These treasures of memory, to which Branwell refers in many of his poems, were to him of a sacred nature, and might not be profaned. He tells us, indeed, in one of his sonnets, that the tears of affection are dried up by the growth of honours, and by the interests and pursuits of life, which
'Dim or destroy those holy thoughts which cling
Round where the forms we loved lie slumbering.'
For the past was thus hallowed by Branwell, because in it lay his earliest affections, and his most poignant sorrows. I have had occasion, in speaking of several of the poems in this volume, to point out the love which he shows for his dead sisters, Maria and Elizabeth, and how he mourned them up to the last year of his life. For his disposition was of a deeply affectionate order. He has, indeed, painted for us too vividly, in both the poems of 'Caroline' and 'Percy Hall,' the pangs of separation, and the cheerless void that remains when the loved one has departed, to leave us any doubt as to the sensitiveness of his nature.
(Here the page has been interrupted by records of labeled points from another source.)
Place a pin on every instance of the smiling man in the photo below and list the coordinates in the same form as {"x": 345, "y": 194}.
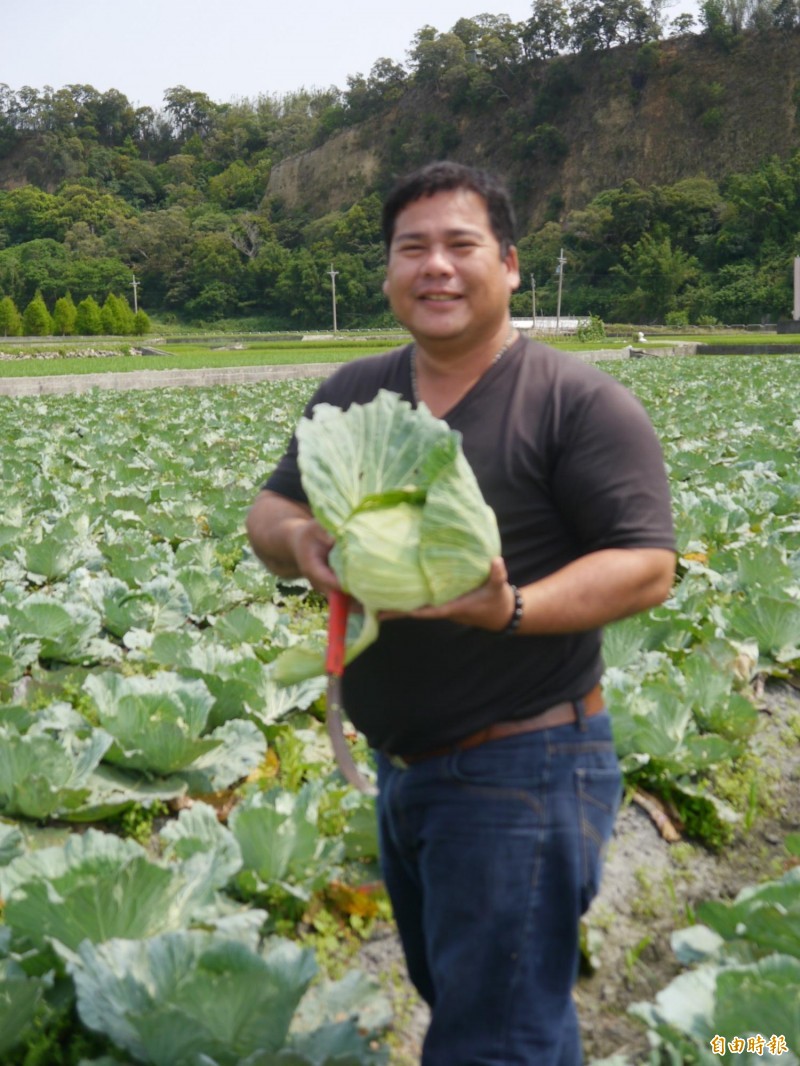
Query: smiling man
{"x": 498, "y": 780}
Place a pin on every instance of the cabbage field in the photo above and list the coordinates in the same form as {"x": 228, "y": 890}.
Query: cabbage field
{"x": 171, "y": 819}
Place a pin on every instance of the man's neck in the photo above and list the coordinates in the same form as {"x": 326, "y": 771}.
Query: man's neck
{"x": 444, "y": 373}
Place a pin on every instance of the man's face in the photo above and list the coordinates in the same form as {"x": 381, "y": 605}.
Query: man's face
{"x": 446, "y": 279}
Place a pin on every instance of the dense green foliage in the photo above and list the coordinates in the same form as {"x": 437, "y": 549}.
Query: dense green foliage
{"x": 94, "y": 191}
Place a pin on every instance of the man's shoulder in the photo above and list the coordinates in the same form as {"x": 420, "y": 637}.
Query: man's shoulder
{"x": 360, "y": 381}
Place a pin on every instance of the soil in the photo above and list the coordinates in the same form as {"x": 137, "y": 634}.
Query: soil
{"x": 650, "y": 888}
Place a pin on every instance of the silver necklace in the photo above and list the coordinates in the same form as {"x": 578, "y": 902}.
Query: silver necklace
{"x": 413, "y": 362}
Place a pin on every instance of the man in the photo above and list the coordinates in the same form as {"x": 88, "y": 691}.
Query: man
{"x": 498, "y": 781}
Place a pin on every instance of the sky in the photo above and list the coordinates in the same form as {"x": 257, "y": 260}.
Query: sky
{"x": 228, "y": 50}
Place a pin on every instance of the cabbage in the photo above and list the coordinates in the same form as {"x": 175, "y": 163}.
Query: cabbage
{"x": 390, "y": 483}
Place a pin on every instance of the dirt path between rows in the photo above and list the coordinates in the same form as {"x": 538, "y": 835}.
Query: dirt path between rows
{"x": 60, "y": 384}
{"x": 650, "y": 888}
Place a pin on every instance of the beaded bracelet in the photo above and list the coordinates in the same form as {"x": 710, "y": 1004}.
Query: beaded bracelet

It will not have escaped the reader's attention that Branwell's muse sings often morbidly enough, and that,—like some spirit that cannot forsake the scene of its mortal sorrows, and haunts the place of its affliction—he dwells frequently upon details of a painful kind, that others would gladly have relegated to oblivion. In the poem of 'Caroline,' the picture of his mother, clad in black, is still before his eyes; he remembers even the grave-clothes of his sister in her coffin, and
'Her too bright cheek all faded now;'
the closing of the coffin lid, and the lowering of it into its narrow bed are yet before his eyes; and painfully he remembers his feeling at the grave-side:
'And wild my sob, when hollow rung
The first cold clod above her flung.'
Later, though he was occupied with different subjects, Branwell could not entirely free himself from a morbid and painful analysis of the physical effects of the disease he dreaded so much; and very beautifully does he suggest the picture of consumptive decline and early decay.